Doctor Science Knows

Tuesday, May 18, 2010

Lewis, Tolkien, and religion; Common law and originalism

DougJ at Balloon Juice posted about Right Bloglandia getting into a swivet about a Muslim Miss USA. Tangentially, I commented:


@Amanda:
So would it be safe to say that the LOTR books are heavily influenced by JRRT’s bizarre personal blend of Catholicism and traditionalism, but are not meant to be overly polemical, while CSL’s works are merely apologetics dressed up as fiction?

Only half right.

CSL's works *are* pretty much apologetics dressed up as fiction -- but the dressing is IM[not actually humble]O done quite well, better than usual for the genre of apologetic fiction. The Narnia books are far less dogmatic than e.g. Pilgrim's Progress, or than the kind of children's books that he+ described as "They try to be funny and fail; they try to preach and succeed."

JRRT did *not* have a "bizarre personal blend of Catholicism and traditionalism", he had a pretty standard one -- for a well-educated Catholic of his era. He felt that LOTR (and the then-unpublished Simarillion from which it derived) was *pre-Christian*: it depicted an essentially Christian universe, but before Christ had appeared. LOTR resonates with Christianity, and specifically with Catholicism: the veneration of Elbereth, for instance, has no counterpart in CSL but is very familiar to any Catholic who's prayed to the Blessed Virgin Mary.

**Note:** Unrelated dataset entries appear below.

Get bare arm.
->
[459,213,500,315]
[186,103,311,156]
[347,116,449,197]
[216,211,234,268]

It's surprising to me that conservative Catholics wanted to claim the movies for their own, because IMnahO Peter Jackson took out many of the most Christian parts of the books. Random example: in the movie (Return of the King) when Gandalf and Denethor have their confrontation, Gandalf calls Denethor "Steward!" with scorn in his voice. In the books, Gandalf reminds Denethor to be a good Steward, and says that he is one, too. Stewardship is a central Christian metaphor, and Jackson completely misses the point.

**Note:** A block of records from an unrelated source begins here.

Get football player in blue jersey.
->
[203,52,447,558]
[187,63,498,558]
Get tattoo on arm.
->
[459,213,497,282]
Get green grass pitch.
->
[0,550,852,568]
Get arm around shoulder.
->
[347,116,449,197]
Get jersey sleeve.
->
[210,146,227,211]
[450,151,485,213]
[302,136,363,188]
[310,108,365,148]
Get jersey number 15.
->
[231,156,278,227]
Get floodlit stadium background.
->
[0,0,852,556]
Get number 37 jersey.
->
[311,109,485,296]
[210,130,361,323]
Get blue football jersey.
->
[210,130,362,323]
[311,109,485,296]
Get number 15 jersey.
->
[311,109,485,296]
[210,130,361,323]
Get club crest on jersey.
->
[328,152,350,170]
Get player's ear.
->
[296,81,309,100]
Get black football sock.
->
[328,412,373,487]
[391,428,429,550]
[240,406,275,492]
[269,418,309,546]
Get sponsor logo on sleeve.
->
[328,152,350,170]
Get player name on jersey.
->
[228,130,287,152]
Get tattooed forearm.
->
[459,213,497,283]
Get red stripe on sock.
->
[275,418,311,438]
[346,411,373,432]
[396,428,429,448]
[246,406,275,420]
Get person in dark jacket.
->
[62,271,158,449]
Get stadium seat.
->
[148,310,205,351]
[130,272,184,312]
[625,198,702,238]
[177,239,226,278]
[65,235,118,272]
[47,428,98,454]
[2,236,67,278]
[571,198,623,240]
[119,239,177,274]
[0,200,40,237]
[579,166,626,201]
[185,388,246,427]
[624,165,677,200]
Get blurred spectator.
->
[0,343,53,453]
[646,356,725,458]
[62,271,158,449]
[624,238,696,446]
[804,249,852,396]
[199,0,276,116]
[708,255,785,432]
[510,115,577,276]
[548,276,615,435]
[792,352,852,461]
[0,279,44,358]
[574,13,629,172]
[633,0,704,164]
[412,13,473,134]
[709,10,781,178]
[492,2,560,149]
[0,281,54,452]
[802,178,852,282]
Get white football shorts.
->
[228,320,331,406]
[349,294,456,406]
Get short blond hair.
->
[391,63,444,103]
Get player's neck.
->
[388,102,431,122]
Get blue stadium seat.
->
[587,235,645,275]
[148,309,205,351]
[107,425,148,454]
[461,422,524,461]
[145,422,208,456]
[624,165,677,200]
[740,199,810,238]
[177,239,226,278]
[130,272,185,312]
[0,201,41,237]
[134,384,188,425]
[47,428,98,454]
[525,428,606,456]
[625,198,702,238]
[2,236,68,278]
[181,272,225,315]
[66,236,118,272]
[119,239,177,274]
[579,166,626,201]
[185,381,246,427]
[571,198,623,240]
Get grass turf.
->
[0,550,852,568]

+ or maybe it was Tolkien? it's in the Essays Presented to Charles Williams, in any event.


Meanwhile at Obsidian Wings, Sebastian posted on The Supreme Court Says. My comment:


Troy:
The Constitution should mean what it says, not what we wish it to say.

I've been wondering recently how this kind of originalism squares -- or doesn't -- with the common law tradition of precedent. IANAL and many of those here are, so correct me, please: isn't one of the features of common law supposed to be that it evolves and that it relies on judges (aka "activist judges") for interpretation and extension? Whereas civil law, which the US supposedly does *not* follow, relies on the letter of legislation and other documents, such as written constitutions?